AMS has been given permision to link to the tool from our Self Assessment Tools Are you at risk of cancer? page on breast cancer.
How Does iPrevent Work?
iPrevent asks women to first enter their family cancer history, lifestyle and reproductive risk factor information. Using that information, it then provides 10 year and residual life-time risk estimates; there are options to view these as pictograms or graphs. It then provides tailored estimates of the absolute risk reductions for relevant breast cancer prevention strategies, personalised lifestyle change suggestions, and tailored advice on breast cancer screening. Women can print out a summary to take to a medical consultation for discussion, and so the doctor can incorporate it into the woman’s medical record.
What is the Evidence Base for iPrevent?
iPrevent uses the well-validated IBIS and BOADICEA algorithms to estimate each woman’s personal risk of breast cancer. An international prospective validation study, conducted using data on over 16,000 women, has confirmed the accuracy of the risk estimates provided. It uses Cancer Australia guidelines to determine which risk management options women are advised about, based on their risk level. An Australian pilot study of women and clinicians has also demonstrated that iPrevent has high usability and acceptability, and suggested that it improves knowledge without increasing anxiety. More detail on iPrevent peer-reviewed publications can be found by clicking the “Information For Clinicians” button on the iPrevent front page.

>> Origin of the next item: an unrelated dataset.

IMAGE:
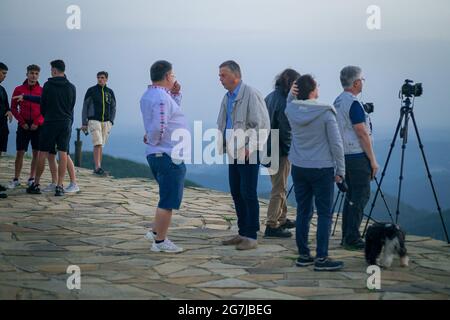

How Might Doctors Use iPrevent?
Focus groups conducted with doctors suggest that GPs will find iPrevent particularly useful for identifying the 1% of Australian women who are at high risk of breast cancer (>3 x population risk) and who may need onward referral. It is also useful for identifying the 4% of Australian women who are at moderate risk (1.5 – 3 x population risk) and for whom targeted lifestyle change, intensified breast cancer screening and risk-reducing medication should be considered. The “Information For Clinicians” page provides links to “Tips” pages that can help clinicians with the logistics of prescribing risk-reducing medication. Lastly iPrevent was also considered to have value in helping GPs to reassure women who are at average risk for breast cancer and thus avoid unnecessary onward referral.
How Was iPrevent Developed?
iPrevent was developed by a multidisciplinary team of experts with representation from general practice, Breast Cancer Network Australia consumers, genetics, breast surgical and medical oncology, psychooncology, sociology, epidemiology and computer science. It was an iterative process that included a formal needs assessment of all the potential end-user groups, software programming and a software verification study, piloting with women and clinicians, and final revision of the prototype to the current version released for free public use. The project was funded by the National Health and Medical Research Council, the National Breast Cancer Foundation and Breast Cancer Trials.